パイプ椅子の並びに背を預けて座れば、ずるりと斜めに崩れてしまう。
緊張していたこと。
気を張っていたこと。
無理に笑っていたこと。
こうして力を抜いてみて初めて、気付いた。
笑顔のかたちに固まっていた表情を、ようやく緩める。

「次のお仕事まで、40分……控室で少し眠るかい?」

レンがアイチの肩を抱いて。
遠慮がちに距離を取ろうとするのを、少し強引に力で封じて、引き寄せた。
胸に凭れかかるかたちになるよう導いてやれば、おずおずと甘えて来る。

温もりに。
感触に。
匂いに。
レンの存在を感じ取って。

アイチは安心したように目を閉じた。

「……いえ。ここでいいです」

「こんな椅子じゃぁ、ゆっくりできないよ。抱いて行ってあげるから」

「……、」

促すレンに、けれどアイチは小さく首を振った。

「どうしたの?」

「……レンさんと、ふたりきりがいいです」

レンの胸に背を預けた姿勢のまま、アイチは小さく、ためらいがちな口調で言う。
遠い喧騒にさえも掻き消されそうな程、控えめな声だった。

「僕と?そう、」

「もっと、一緒に居られると思っていたから」

「そうだね、……ごめんね」

「……ん、」

髪を、頬を撫でる手のひらに、アイチが蕩けそうな表情になる。

「きみが眠るまで、こうしていてあげるよ」

「……いえ、」

それから、控えめに、レンの上着の裾を引いた。
子供のような仕草に、レンも、ふわ、と笑う。

「寝ないの、」

言いたいことがあるのは承知の上で、惚けてみせた。

「……それより、……ぁの、……っ」

アイチが言葉に詰まる。

「なんだい?」

「……、……っ!」

「きこえないよ」

「……少しだけで、いいですから……っ!」

「何、」

どこまでも惚ければ、余裕をなくして頬を染めたアイチが、重ねてレンの上着を引く。
今度は、裾ではなくて胸のあたりを。
その仕草は、脱がしたくて急いているようにさえ見えた。

「……して、……ください……」

「欲しくなっちゃったの?」

言葉を詰まらせるアイチと対照的に、レンは、くす、と笑う。
明け透けな指摘をされれば、小さな身体を更に縮めて、アイチは俯いた。

「全部自分でします、から……」

きし、と、簡易な作りの椅子が軋む。
アイチは膝立ちになって、レンの上に跨った。
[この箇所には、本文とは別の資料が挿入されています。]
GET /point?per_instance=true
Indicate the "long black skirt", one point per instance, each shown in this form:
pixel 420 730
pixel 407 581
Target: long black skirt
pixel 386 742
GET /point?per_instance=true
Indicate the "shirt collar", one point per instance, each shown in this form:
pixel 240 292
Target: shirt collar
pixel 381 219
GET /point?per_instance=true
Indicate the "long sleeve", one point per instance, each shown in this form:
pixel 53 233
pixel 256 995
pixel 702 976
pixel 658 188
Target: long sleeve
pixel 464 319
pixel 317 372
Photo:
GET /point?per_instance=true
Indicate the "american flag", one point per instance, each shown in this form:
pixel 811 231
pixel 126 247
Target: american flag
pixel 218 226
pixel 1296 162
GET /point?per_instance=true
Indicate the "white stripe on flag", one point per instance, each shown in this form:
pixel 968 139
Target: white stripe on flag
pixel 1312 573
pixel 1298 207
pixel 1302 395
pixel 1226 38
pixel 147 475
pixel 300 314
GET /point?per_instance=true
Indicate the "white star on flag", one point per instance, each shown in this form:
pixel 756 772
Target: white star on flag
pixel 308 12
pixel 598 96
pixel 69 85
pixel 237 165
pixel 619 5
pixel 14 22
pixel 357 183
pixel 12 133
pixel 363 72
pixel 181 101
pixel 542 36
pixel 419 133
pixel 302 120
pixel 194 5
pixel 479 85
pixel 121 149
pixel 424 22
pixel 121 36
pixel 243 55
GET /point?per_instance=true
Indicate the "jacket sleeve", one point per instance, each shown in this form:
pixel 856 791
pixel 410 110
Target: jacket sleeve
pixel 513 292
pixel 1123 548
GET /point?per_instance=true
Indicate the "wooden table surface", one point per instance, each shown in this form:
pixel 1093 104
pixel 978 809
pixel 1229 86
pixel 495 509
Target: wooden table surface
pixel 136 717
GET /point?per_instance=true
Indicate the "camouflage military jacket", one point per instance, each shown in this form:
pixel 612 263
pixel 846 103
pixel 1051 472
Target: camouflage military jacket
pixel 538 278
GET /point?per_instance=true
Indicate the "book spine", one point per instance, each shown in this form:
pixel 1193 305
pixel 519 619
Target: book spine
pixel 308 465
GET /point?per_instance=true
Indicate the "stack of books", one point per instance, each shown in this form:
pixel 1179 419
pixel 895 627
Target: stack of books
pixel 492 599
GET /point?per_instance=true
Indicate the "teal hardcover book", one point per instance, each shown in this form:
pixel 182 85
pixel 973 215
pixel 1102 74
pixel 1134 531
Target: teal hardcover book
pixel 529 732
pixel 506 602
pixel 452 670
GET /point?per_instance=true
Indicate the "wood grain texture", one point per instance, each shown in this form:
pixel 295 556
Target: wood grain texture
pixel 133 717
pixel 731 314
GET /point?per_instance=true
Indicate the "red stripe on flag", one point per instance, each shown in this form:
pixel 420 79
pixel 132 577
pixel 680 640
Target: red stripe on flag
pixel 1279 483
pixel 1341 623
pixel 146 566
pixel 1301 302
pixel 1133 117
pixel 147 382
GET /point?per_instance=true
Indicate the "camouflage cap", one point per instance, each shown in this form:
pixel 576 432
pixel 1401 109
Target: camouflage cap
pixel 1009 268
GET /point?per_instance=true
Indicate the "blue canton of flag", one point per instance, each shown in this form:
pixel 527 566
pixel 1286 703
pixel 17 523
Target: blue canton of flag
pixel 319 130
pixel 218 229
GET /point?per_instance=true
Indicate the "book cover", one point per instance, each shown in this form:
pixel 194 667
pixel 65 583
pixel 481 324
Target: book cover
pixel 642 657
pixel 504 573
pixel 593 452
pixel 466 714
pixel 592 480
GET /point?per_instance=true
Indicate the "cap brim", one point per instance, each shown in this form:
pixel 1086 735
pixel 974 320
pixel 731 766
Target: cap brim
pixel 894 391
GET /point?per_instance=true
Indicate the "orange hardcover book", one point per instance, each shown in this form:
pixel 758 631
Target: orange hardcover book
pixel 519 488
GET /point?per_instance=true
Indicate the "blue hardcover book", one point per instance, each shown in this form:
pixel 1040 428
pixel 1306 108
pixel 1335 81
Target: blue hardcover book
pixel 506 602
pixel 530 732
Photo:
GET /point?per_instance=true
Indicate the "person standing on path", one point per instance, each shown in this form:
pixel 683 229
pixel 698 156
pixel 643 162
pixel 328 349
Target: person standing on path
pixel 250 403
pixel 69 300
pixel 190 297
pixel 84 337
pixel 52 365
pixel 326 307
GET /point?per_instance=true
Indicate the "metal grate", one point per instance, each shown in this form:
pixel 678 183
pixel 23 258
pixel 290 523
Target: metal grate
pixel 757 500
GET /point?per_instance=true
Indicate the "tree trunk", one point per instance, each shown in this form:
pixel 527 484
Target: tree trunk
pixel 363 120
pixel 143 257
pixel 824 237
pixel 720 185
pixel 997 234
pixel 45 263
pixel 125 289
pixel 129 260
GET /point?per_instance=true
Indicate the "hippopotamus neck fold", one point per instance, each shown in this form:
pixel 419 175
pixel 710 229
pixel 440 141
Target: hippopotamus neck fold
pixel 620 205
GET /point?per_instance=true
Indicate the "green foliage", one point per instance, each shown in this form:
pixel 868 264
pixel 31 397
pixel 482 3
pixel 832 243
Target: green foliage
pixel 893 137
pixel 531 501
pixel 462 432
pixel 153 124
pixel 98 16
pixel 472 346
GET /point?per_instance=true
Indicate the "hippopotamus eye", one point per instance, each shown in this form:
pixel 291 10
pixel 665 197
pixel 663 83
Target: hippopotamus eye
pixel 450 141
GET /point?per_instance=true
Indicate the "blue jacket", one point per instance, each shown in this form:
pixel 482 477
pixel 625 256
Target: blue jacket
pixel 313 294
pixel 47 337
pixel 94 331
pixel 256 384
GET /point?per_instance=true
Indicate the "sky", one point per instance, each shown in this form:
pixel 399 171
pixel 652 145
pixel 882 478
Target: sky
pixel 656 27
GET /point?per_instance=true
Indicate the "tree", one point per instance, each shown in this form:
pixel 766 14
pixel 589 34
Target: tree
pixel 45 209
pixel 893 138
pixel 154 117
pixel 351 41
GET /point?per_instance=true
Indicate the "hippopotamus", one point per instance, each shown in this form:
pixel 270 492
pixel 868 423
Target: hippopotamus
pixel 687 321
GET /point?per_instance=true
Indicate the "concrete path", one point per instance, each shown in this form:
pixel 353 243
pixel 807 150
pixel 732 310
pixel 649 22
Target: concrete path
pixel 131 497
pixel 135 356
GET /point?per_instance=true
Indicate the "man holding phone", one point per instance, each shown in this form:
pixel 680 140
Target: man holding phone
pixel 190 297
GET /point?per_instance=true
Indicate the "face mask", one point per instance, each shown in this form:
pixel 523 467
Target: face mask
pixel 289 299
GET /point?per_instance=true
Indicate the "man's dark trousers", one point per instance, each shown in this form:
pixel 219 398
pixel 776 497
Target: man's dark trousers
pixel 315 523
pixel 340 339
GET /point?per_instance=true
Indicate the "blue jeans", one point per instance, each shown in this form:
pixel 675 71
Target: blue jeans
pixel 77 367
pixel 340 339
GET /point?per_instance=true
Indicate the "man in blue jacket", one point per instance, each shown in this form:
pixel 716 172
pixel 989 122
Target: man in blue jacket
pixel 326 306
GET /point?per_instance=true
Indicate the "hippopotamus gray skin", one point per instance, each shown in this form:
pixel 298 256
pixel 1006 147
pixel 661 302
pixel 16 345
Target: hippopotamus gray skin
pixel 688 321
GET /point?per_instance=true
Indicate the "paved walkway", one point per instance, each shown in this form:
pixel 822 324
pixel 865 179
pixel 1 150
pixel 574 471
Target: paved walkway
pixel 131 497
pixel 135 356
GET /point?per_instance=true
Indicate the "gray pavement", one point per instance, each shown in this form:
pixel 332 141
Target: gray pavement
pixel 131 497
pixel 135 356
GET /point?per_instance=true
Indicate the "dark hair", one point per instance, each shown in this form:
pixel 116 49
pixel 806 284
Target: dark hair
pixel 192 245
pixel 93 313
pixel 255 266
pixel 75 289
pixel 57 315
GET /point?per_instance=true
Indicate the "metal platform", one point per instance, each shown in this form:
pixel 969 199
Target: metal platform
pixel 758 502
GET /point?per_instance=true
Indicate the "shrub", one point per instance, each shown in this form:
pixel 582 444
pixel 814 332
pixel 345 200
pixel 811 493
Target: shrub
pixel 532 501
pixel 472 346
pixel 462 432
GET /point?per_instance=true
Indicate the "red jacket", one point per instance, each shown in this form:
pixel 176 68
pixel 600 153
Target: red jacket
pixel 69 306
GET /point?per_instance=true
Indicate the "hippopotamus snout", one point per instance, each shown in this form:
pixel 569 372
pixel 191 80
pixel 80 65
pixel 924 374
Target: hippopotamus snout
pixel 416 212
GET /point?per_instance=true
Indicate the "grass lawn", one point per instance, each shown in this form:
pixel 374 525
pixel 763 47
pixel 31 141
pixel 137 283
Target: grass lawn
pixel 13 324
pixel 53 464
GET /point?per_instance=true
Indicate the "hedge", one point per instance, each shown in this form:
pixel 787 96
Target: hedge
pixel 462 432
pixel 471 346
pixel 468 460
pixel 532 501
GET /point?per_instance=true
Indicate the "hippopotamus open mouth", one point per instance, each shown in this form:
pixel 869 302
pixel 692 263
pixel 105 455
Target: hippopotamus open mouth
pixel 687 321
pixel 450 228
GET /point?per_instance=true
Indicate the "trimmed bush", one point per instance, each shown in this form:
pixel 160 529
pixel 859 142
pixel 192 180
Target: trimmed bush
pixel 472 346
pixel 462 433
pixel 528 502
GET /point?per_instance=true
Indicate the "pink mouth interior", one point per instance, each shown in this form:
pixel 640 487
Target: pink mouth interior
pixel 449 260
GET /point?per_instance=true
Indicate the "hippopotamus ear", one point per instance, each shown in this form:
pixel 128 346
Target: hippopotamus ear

そうすれば身長差が普段と逆転して、アイチがレンを見下ろすことになる。

「……ここで?大胆だね」

見上げる視線から逃れるように、アイチは目を閉じた。
頬を染めて、息を止めて。
屈むと。
ゆっくり、ゆっくりと、顔を近づけて。

「あの、……あの、っ!キス、していいですか……?!」

触れ合う直前で、止まる。

大勢の人間がひしめく気配を遠巻きに、二人の間に静寂が落ちた。